# Web Ingestion Example

This notebook demonstrates how to use the web ingestion utilities to process a website URL and store the chunks in a vector store for question answering.

In [14]:
import os
from dotenv import load_dotenv

from openai import AsyncOpenAI
from pydantic import BaseModel

from utils.model_costs import ModelUsageAsync
from utils.openai_calls import call_openai_structured

# Add web-specific imports
from utils.web_ingestion import ingest_web_url, WebChunk, WebDocument
from utils.vector_store import VectorStore, get_query_embedding

load_dotenv() # .env should be in the root folder (sibling of this notebook)

load_dotenv()  # .env should be in the root folder (sibling of this notebook)

openai_client = AsyncOpenAI(
    api_key=os.getenv("OPENAI_PROJECT_KEY"),
)

In [15]:
import subprocess
subprocess.run(["python", "-m", "playwright", "install"])

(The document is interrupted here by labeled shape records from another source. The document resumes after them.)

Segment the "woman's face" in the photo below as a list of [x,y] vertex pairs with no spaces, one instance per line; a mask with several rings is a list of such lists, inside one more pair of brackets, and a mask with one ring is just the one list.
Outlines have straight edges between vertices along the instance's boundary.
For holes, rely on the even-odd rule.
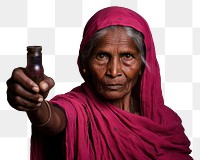
[[131,95],[141,65],[135,43],[122,28],[108,30],[97,42],[89,61],[94,87],[108,100]]

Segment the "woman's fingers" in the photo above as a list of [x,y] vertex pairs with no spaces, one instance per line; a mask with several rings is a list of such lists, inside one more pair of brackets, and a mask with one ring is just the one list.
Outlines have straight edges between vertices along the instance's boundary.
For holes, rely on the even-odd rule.
[[53,86],[55,82],[52,78],[44,76],[45,78],[40,82],[39,87],[41,92],[48,92]]
[[24,68],[14,69],[11,79],[22,85],[27,90],[34,91],[36,93],[40,90],[39,86],[25,74]]
[[7,90],[7,100],[8,103],[15,109],[19,111],[33,111],[40,107],[41,102],[32,102],[30,100],[24,99],[18,95],[15,95]]

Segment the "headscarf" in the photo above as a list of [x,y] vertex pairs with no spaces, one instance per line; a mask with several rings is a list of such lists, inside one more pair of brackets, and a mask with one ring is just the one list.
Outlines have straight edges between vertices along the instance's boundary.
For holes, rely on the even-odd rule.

# URL to process (replace with any URL you want to analyze)
url = "https://patents.google.com/patent/US8812435B1/en?oq=US8812435B1"

# Create usage tracker
web_ingestion_usage = ModelUsageAsync()

# Process the web page: extract text, chunk, and embed
web_doc, chunks = await ingest_web_url(
    url=url,
    openai_client=openai_client,
    target_chunk_tokens=350,  # As specified in the tech spec
    chunk_overlap=0.3,        # 30% overlap as specified
    embedding_model="text-embedding-3-small",
    llm_usage=web_ingestion_usage
)

# Print some stats
print(f"Processed URL: {web_doc.url}")
print(f"Page title: {web_doc.title}")
print(f"Created {len(chunks)} chunks")
print(f"Embedding tokens used: {await web_ingestion_usage.get_tokens_used()}")
print(f"Embedding cost: ${await web_ingestion_usage.get_cost()}")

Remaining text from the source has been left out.